Stephen King Reading His Own Books

Yeah – I have a copy of this on cassette, too. The package says “In 3D Sound”, because it was in that very deliberate stereo that gave you a sense of being surrounded by the action. Just what you want with something like “The Mist”

http://www.sffaudio.com/stephen-kings-the-mist-in-3d-sound/

I was going to say exactly that. Also, IIRC, he read the middle part (the dorm card game) of Hearts in Atlantis and I thought it was just about perfect.

Maybe I am being a bit too harsh in my judgement since others don’t seem to be bothered by it, and some seem to enjoy it. The book I listened to previous to Desperation was The Tommyknockers and it was read by Edward Herrmann. He did an amazing job with the voices, accents, inflections, everything really.

I don’t want to say that I’ll lower my standards, but I’ll try to lighten up and be more open to his interpretation.

Yeah, I don’t think he has the best voice for audio books, but the award for worst narrating voice that I’ve heard goes to Andrew Solomon. I got the audio book Far from the Tree, and I really, really liked the book, but his voice was so horrible that I considered abandoning the book after only about 20 minutes, just because I didn’t know if I could keep listening to it.

And as someone else mentioned upthread, Neil Gaiman is a writer who reads his books well.

You read The Tommyknockers, you’ve already lowered your standards! :smiley:

King is excellent, IMO, on Bag of Bones, one of his actually scary books.

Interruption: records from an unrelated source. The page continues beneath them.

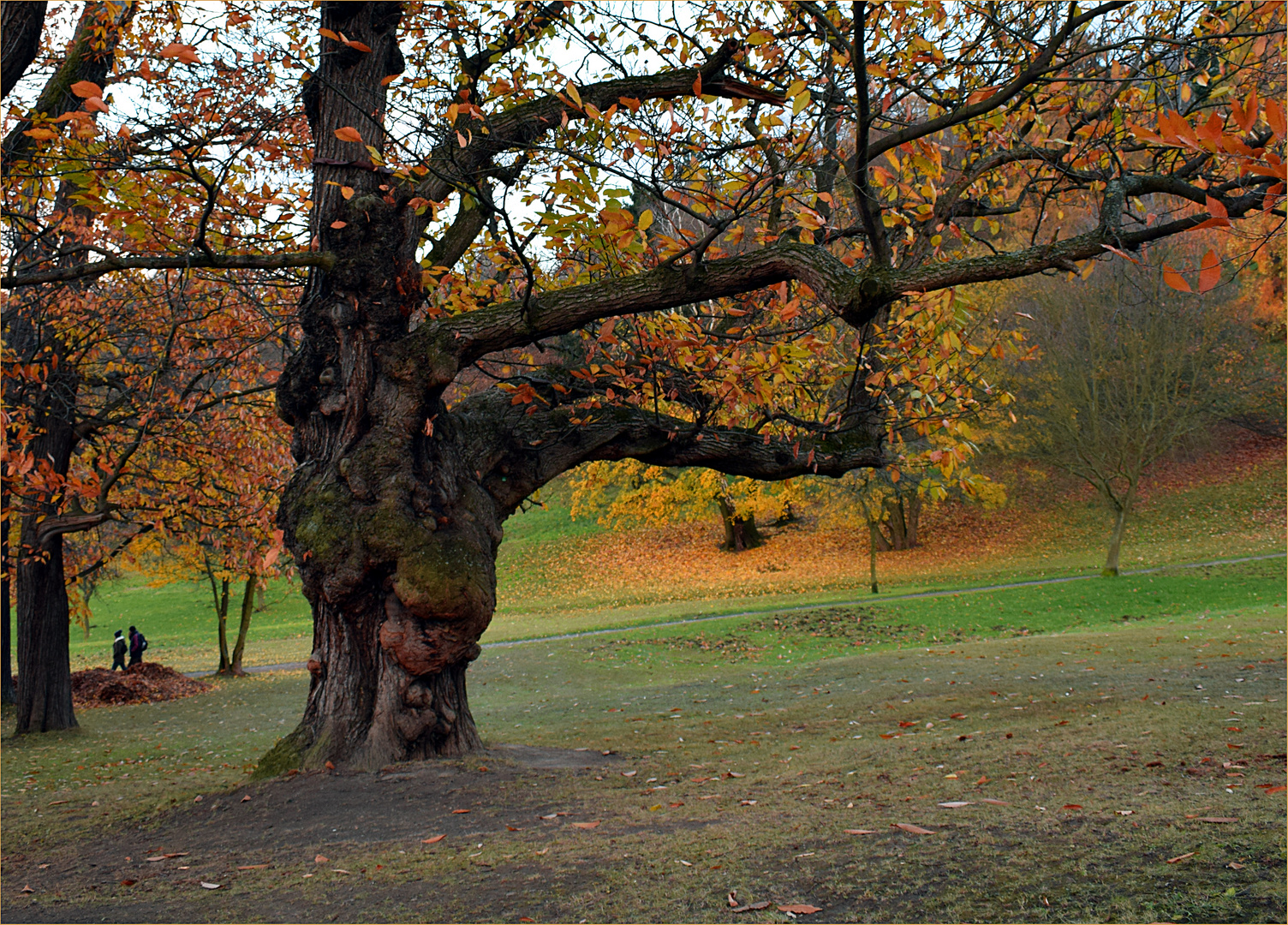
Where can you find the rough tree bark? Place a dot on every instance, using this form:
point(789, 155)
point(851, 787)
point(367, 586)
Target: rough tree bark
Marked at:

I’ve said this about King before and I’ll say it again: When he gets it right, nobody does it better. When he gets it wrong, nobody does it worse.

I’m willing to put up with The Tommyknockers in exchange for The Green Mile.

That’s how I feel about Cujo. The good ones make you wonder if the bad ones are on you.

Here’s silent film of Mark Twain . Sorry that there’s no sound.

Meteor shit!

The real shame when it comes to audiobooks of King’s works is that several were read by Frank Muller, who was really good at narration, and he had a terrible motorcycle accident that left him in terrible shape until he died six years later.

Other interesting recordings I’ve heard was Philip Pullman plus a full cast doing His Dark Materials, Simon Vance and Patrick Tull trading off books in Patrick O’Brian’s Aubrey-Maturin series, a terrible narration by Anna Fields of some of Catherine Asaro’s work (she tried doing this low-pitched thing for male characters that just didn’t work), and Patrick Stewart reading C.S. Lewis’ The Last Battle. Most of the audiobooks of Orson Scott Card’s various Ender-related works use multiple narrators or a full cast as well.

My parents have Tolkien reading/singing his work on vinyl. I’ve never heard it, as we didn’t have a record player I was allowed to use as a kid and I’m not sure I trust the the needle on the USB-connected one I have now to play anything potentially delicate. Heck, I bought the player on a whim new-in-box at a garage sale years ago and have yet to even open it.

I like when the author reads the book mainly because they tend to know how to pronounce the things they wrote about. I was listening to a James Bond audiobook and for some reason the narrator kept pronouncing his codename as “Oh Oh Seven” instead of “Double-Oh Seven”. Anyone even remotely familiar with James Bond would know to pronounce it “Double Oh Seven” as Ian Fleming himself pronounced it “Double Oh Seven”.

Why does he even bother? I mean, he already knows how they end.

15 years ago I wrote an Neon Genesis Evangelion fanfic that was 30 chapters long and I basically forgot all of it until I reread it about a year ago. The only thing I really remembered was the ending to it.

Well, at least he’s handsome.

:smiley:

To keep continuity in the sequels?

I can’t stand listening to King reading his own books. It’s not the nasal tone that bothers me, though–it’s all the mouth noises. He sounds so…wet when he reads. Smacking and swallowing and…ew. At least he did in Bag of Bones, which I managed to get through but it wasn’t a pleasant experience.

I love SK’s books, btw. I’ve been a fan since grade school. He just needs a real narrator.